Para conocer detalles se fue a sentar a una mesa ocupada por un hombre flaco de ojos hundidos; su jarra de vino estaba todavía a medias y ya había dado cuenta de todas las viandas. Estaría sereno. Acertó. El flaco, un curtidor con puesto fijo en el mercado, lo había visto casi todo, aunque lo narraba con desgana. Le contó que los pobres titiriteros estaban interpretando tranquilamente su función, y uno de los muñecos que asomaba por el escenario representaba, al parecer, la imagen de una diosa de esas raras, y los otros muñecos muy revoltosos, ellos, le daban una somanta de palos.

-¿Una diosa? -preguntó el príncipe Jacobo-, ¿cuál?

-Pues, esta?, la diosa esta de los nulistas. Pero no le puedo hablar mucho de los dioses. Debe saber vuestra merced que en estas tierras no somos muy creyentes. Así que yo de los nulistas?, bueno sí, sé que las que mandan son las mujeres, y que obligan a sus hombres a vestir todos igual, cubiertos de arriba abajo con ropas negras. -El hombre flaco se echó a reír al contarlo.

Jacobo sabía perfectamente que los seguidores de la Diosa Nula eran un pueblo con firmes creencias y algo, en realidad bastante, atrasado en sus costumbres, algunas todavía más extrañas que las señaladas (entre asombrado y divertido) por el curtidor. Procedían los nulistas de las tierras pobres del sur. Adoraban a su Diosa, cuya palabra divina era norma de cumplimiento obligado. Y en los últimos tiempos, primero unas pocas familias y después grupos cada vez más numerosos, acudían a Rocidente atraídos por la abundancia de alimentos y de tierra fértil; también los había que llegaban huyendo de la violencia perpetua arraigada en su lugar de origen.

-¿Y qué pasó? -volvió a la carga el Príncipe.
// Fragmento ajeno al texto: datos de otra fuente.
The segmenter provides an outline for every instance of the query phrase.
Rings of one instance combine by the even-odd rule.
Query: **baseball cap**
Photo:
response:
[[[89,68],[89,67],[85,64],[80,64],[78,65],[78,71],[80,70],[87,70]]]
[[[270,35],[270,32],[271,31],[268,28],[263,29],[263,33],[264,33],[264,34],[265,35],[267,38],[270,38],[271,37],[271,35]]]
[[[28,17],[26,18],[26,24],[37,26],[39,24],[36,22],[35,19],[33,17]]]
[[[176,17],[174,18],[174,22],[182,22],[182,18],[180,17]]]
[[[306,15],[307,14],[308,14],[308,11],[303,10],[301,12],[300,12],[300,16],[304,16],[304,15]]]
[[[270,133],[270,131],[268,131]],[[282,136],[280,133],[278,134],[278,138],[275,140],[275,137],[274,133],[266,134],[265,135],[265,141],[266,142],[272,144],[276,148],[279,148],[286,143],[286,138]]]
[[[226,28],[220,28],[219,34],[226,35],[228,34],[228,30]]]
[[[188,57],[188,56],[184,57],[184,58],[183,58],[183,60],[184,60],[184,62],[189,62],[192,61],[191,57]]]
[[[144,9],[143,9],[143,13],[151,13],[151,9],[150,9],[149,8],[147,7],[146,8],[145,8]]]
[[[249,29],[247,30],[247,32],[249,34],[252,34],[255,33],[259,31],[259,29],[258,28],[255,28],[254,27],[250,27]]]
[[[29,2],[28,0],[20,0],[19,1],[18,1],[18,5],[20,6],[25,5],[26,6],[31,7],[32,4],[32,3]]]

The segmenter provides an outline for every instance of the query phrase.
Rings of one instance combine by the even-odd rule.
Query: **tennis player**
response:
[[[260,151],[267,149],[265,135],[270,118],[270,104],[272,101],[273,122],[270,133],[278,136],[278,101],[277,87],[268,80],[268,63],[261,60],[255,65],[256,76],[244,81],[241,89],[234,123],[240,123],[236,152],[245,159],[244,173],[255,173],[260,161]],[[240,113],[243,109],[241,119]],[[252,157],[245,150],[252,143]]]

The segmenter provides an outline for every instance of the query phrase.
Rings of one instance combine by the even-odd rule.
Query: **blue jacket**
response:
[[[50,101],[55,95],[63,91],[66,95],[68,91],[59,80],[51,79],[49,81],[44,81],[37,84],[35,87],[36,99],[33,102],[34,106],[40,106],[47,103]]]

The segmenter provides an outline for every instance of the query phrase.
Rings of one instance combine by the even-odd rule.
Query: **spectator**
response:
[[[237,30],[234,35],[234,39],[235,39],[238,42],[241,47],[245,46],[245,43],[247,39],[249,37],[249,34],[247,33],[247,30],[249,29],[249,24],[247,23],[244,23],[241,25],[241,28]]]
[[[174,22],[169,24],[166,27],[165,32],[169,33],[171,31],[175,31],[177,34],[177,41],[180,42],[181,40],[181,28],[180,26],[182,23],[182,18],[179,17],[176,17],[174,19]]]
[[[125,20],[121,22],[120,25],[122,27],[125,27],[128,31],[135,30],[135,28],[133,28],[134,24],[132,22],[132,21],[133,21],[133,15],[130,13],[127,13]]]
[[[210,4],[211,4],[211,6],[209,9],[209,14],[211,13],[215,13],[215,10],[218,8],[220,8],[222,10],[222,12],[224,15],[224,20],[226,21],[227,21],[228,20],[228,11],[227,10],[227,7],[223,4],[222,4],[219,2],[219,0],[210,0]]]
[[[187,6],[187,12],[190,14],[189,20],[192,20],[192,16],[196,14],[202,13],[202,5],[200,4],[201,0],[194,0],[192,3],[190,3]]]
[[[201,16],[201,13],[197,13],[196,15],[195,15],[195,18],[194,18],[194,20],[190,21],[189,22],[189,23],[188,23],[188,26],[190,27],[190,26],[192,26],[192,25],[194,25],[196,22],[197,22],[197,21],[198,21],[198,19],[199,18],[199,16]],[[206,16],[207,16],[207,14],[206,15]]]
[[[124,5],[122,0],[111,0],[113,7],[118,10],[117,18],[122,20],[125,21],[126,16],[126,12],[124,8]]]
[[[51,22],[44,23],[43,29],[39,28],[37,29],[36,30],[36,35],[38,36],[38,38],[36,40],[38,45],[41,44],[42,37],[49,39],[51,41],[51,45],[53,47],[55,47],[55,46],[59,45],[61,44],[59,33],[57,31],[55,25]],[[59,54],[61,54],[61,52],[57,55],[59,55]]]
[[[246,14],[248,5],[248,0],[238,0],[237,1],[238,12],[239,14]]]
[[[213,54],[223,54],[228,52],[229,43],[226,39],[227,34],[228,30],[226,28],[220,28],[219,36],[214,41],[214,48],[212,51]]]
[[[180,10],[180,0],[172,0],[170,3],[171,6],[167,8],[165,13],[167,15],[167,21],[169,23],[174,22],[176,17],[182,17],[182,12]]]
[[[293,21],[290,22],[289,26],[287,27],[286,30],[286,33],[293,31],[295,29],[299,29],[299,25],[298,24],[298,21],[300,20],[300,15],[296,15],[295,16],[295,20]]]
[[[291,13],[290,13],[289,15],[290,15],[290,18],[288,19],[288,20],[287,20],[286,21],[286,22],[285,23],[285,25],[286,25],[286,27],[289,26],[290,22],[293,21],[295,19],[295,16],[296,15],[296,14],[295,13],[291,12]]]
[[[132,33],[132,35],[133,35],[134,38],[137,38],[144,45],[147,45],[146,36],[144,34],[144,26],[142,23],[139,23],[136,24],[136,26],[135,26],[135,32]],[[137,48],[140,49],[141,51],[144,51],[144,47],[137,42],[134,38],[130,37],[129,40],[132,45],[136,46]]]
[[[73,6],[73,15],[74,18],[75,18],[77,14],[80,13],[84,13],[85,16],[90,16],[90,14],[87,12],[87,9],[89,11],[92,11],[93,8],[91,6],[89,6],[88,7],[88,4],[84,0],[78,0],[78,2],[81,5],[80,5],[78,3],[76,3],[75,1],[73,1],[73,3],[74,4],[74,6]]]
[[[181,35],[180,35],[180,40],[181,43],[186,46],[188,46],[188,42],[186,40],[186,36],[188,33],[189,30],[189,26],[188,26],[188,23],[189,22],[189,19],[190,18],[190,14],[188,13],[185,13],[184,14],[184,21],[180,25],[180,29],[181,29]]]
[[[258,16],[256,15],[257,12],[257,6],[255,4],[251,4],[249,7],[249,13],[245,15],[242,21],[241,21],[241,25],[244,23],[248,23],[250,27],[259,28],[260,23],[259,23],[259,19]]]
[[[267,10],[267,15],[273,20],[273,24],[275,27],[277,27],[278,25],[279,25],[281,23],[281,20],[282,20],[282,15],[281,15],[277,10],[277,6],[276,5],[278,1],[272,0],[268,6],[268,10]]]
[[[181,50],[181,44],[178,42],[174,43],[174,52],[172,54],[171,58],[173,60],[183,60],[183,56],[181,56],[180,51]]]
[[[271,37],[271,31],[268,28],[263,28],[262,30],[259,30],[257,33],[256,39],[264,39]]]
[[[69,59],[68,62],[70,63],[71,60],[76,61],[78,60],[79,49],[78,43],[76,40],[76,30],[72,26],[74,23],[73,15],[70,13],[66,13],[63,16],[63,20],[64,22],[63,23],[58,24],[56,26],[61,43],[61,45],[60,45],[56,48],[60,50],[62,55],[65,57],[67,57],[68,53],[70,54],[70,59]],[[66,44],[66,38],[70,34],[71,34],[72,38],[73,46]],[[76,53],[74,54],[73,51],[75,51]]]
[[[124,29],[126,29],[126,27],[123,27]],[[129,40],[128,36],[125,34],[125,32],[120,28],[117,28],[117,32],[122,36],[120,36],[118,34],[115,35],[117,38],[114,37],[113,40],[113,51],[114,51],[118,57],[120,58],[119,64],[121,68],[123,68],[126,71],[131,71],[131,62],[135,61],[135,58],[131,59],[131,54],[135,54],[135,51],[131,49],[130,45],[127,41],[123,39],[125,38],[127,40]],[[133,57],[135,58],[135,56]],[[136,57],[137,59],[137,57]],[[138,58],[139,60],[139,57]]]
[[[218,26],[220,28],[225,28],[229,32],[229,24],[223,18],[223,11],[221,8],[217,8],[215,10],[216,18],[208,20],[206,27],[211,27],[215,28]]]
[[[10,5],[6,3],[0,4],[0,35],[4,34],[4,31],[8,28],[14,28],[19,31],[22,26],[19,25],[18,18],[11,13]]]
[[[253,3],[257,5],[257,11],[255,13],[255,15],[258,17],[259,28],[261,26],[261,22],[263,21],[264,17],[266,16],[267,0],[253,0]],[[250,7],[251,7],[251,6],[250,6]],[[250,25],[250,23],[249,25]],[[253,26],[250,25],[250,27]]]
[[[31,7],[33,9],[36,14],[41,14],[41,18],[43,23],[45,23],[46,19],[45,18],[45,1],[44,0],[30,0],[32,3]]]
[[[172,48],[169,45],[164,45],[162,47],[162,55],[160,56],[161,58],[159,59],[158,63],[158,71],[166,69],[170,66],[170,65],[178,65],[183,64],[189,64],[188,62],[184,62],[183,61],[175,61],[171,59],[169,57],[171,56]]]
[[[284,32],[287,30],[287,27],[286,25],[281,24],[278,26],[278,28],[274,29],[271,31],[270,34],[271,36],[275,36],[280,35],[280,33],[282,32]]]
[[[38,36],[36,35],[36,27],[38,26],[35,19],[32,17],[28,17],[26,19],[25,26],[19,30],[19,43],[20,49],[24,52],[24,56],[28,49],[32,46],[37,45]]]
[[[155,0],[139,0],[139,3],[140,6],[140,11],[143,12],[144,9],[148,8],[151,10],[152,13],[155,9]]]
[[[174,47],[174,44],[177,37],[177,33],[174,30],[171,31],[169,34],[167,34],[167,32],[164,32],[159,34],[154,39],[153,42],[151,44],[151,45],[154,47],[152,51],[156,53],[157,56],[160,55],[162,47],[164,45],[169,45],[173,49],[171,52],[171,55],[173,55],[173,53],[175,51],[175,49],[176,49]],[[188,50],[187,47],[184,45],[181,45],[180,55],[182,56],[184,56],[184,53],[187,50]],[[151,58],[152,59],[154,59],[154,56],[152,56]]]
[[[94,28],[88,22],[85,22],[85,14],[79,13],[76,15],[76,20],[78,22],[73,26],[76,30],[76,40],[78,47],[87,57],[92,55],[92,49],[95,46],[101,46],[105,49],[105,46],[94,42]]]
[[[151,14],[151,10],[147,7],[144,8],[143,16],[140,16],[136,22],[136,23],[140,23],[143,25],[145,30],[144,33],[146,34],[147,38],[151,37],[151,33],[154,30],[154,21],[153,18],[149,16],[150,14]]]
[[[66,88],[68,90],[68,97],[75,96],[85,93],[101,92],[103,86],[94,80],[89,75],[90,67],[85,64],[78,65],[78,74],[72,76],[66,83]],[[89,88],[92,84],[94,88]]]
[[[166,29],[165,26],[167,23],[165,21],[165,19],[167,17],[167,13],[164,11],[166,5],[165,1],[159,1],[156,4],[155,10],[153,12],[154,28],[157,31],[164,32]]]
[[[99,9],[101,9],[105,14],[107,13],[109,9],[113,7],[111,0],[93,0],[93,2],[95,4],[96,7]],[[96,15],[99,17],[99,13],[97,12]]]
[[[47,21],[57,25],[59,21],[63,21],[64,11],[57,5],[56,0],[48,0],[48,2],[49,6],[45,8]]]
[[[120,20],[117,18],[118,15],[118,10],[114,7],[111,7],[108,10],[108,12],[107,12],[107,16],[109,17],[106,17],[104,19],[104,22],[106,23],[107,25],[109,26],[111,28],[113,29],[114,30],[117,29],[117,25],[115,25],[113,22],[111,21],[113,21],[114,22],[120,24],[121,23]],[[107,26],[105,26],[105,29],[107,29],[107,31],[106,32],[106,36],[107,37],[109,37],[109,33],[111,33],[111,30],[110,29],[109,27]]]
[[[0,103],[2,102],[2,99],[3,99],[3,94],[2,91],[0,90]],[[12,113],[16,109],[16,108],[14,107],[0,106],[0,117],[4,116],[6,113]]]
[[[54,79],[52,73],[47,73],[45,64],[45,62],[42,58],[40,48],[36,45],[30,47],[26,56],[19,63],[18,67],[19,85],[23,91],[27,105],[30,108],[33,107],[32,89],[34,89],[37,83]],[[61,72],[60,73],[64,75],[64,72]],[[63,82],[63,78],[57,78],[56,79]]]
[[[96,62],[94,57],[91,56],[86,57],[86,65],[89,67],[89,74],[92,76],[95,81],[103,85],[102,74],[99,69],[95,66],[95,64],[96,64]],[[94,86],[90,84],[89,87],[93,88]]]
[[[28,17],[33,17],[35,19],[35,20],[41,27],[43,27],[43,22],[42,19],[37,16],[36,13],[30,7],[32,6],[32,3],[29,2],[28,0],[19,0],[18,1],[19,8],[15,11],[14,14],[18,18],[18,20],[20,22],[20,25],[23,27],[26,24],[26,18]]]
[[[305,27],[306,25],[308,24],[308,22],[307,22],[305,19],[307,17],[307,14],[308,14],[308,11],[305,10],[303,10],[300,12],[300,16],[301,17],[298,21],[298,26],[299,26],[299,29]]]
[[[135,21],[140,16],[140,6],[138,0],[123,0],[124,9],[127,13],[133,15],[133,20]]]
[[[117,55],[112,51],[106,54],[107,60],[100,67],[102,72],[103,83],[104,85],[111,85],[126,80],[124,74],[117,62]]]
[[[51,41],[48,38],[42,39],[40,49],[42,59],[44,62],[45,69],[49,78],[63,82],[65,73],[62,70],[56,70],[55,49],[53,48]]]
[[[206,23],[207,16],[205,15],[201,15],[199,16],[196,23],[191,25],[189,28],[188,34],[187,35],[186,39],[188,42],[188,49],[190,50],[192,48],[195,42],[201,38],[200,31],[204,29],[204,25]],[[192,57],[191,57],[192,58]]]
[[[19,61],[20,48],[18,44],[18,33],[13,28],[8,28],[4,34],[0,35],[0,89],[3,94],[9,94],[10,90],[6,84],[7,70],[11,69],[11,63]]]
-¡Pues nada! -exclamó el otro, con gesto serio- Que a mitad de la función apareció en la plaza un grupo de nulistas enmascarados, nueve o diez serían, y empezaron a tirar piedras como locos a los muñecos. De detrás del escenario salió un titiritero, un hombre viejo, pidiendo un poco de calma, sí con buenas palabras, y quiso explicar que todo era una broma, un divertimento para solaz de las gentes. ¡Una «broma»!, qué has dicho Satanás, una «broma» con nuestra Diosa, gritó el cabecilla de los enmascarados. Y sin más palabras cambiaron las piedras por los palos, rompieron los muñecos uno a uno, sin dejar de gritar, los titiriteros escaparon a la carrera, y los nulistas destrozaron con saña, golpe a golpe, pisotón a pisotón, lo poco que quedaba de los títeres y del teatrillo, y lo amontonaron todo para prender una hoguera. Unos jóvenes les hicieron frente, trataron de detener aquella locura, pero tres o cuatro enmascarados echaron mano a sus dagas, y en eso llegaron los alguaciles a poner orden.

-¿Sacaron sus dagas? Me habían dicho que nadie usó armas.

-¡Ya!, pues yo vi el reflejo del sol en el acero? -contestó el hombre flaco.